Sólo cuando perdieron el acceso a la tierra a causa de los cercamientos, etc.,
su vida comenzó a depender del arbitrio de la clase suministradora de empleo.
Y
bien, ¿por qué la inexorable tendencia a la “robotización” desde los tiempos de
Adam Smith no llevó al desempleo de todo (o de la mayor parte de) el trabajo
humano? Primero, porque aumentó el nivel de vida (verosímilmente, porque no es
nada claro que vivamos mejor en todos los respectos que nuestros primos
tribales), hallando siempre vías mejores para emplear humanos que produzcan
productos que nuestros ancestros nunca supieron que necesitaban. En segundo
lugar, redujimos la semana laboral, añadiendo “fines de semana” y “festivos” y
reduciendo la tortura diaria de 16 horas a 12, y luego a 10 y finalmente a 8. Y
al menos en Norteamérica, aquí nos hemos quedado.
Por lo demás, de
cepa puritano/calvinista, los norteamericanos nunca aceptaron realmente la idea
de las vacaciones, de modo que, a diferencia de otras sociedades civilizadas de
la Tierra, no se contempla el derecho a las vacaciones pagadas, y el grueso de
los norteamericanos o no los disfruta o no las quiere.
Parece que en
los últimos años han crecido en los EEUU el desempleo y el subempleo. Hay
varias razones. Primero, los trabajos realmente pesados han abandonado el país
en busca de naciones en desarrollo como India, China y Vietnam. Por razones que
se me escapan, muchos de mis amigos de izquierda los quieren de vuelta. De una
u otra manera, han idealizado la vida en la fábrica (tal vez porque nunca
leyeron a Dickens o a Marx, ni trabajaron en la industria, ni prestaron
demasiada atención a las lecturas de historia que narraban el incendio en la fábrica
Pemberton Mill, en Lawrence, MA: según elBoston Globe: “La escena tras el desplome era de un horror
indescriptible. Centenares de hombres, mujeres y niños sepultados por las
ruinas. Algunos decían a sus amigos que no habían sufrido daños, pero habían
quedado apresados bajo y entre las vigas. Otros agonizaban o estaban muertos.

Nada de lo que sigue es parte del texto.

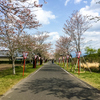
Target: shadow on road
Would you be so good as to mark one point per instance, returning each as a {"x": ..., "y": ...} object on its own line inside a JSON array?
[{"x": 60, "y": 88}]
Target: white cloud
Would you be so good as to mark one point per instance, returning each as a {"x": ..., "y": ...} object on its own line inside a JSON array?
[
  {"x": 53, "y": 36},
  {"x": 92, "y": 36},
  {"x": 77, "y": 1},
  {"x": 43, "y": 16},
  {"x": 85, "y": 2},
  {"x": 66, "y": 2}
]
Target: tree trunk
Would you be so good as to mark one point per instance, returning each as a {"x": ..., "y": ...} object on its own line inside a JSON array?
[{"x": 13, "y": 66}]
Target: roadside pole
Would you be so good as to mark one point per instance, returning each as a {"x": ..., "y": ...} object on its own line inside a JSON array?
[{"x": 25, "y": 54}]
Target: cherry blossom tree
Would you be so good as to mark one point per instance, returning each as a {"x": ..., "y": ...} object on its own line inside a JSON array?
[
  {"x": 14, "y": 18},
  {"x": 75, "y": 27}
]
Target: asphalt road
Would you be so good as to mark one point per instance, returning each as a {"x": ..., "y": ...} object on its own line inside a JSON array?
[{"x": 51, "y": 82}]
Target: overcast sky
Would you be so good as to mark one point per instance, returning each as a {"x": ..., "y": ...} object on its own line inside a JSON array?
[{"x": 54, "y": 14}]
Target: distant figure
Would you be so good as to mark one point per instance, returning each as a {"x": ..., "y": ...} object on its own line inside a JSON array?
[{"x": 52, "y": 61}]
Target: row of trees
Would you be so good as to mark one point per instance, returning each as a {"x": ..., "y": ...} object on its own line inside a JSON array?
[
  {"x": 74, "y": 28},
  {"x": 15, "y": 17},
  {"x": 92, "y": 55}
]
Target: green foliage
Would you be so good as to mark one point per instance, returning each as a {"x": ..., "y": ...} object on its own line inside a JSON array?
[
  {"x": 8, "y": 80},
  {"x": 98, "y": 52},
  {"x": 90, "y": 51}
]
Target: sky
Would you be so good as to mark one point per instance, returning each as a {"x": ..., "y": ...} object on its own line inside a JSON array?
[{"x": 54, "y": 14}]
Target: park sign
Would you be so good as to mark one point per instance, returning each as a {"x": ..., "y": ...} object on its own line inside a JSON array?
[
  {"x": 79, "y": 53},
  {"x": 25, "y": 54},
  {"x": 67, "y": 56}
]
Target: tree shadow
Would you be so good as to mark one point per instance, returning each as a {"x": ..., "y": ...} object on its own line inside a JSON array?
[{"x": 60, "y": 88}]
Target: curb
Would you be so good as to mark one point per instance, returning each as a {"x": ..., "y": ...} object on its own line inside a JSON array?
[
  {"x": 20, "y": 82},
  {"x": 83, "y": 82}
]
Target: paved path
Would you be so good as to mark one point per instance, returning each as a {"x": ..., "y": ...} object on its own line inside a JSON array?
[{"x": 51, "y": 82}]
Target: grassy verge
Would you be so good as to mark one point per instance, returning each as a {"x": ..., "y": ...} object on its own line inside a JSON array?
[
  {"x": 8, "y": 80},
  {"x": 91, "y": 78}
]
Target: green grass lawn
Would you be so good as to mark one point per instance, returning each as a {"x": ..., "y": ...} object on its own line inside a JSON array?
[
  {"x": 91, "y": 78},
  {"x": 8, "y": 80}
]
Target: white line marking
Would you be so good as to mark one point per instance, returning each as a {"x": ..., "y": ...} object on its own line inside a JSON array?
[{"x": 77, "y": 79}]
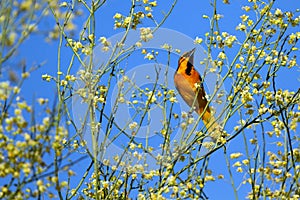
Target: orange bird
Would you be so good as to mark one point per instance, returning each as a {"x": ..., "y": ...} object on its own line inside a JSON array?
[{"x": 189, "y": 83}]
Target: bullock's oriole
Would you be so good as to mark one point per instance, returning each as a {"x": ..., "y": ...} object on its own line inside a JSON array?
[{"x": 189, "y": 83}]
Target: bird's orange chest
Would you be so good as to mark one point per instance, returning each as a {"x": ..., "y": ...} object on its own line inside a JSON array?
[{"x": 192, "y": 76}]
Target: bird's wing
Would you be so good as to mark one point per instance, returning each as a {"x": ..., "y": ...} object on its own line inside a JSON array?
[{"x": 185, "y": 90}]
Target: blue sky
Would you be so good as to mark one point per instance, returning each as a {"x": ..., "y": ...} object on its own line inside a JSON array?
[{"x": 186, "y": 18}]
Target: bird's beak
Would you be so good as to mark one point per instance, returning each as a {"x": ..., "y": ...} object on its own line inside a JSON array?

Todos los nervios en tensión para socorrer a los pobres desdichados, cuando,
triste es hasta narrarlo, se rompió una lámpara e incendió todo. En unos
instantes, las ruinas se convirtieron en un manto de llamas. Se sabe que 14
ardieron hasta la muerte ante los ojos de sus seres queridos, impotentes para
auxiliarles”.
Ya
pueden leer noticias de incendios y desplomes de estructuras que matan a
centenares de trabajadores atrapados tras las atrancadas puertas de las
fábricas en Asia, que nuestros progresistas quieren la vuelta a Norteamérica de
esos “buenos puestos de trabajo”.
Al
propio tiempo, denigran el tipo de trabajo que hacen la gran mayoría de los
trabajadores en todas las sociedades capitalistas ricas y desarrolladas: los
servicios. Hay todo tipo y variedad de esos trabajos: personal, financiero, de
atención al consumo, educativo, sanitario, de entretenimiento y de aseguradoras.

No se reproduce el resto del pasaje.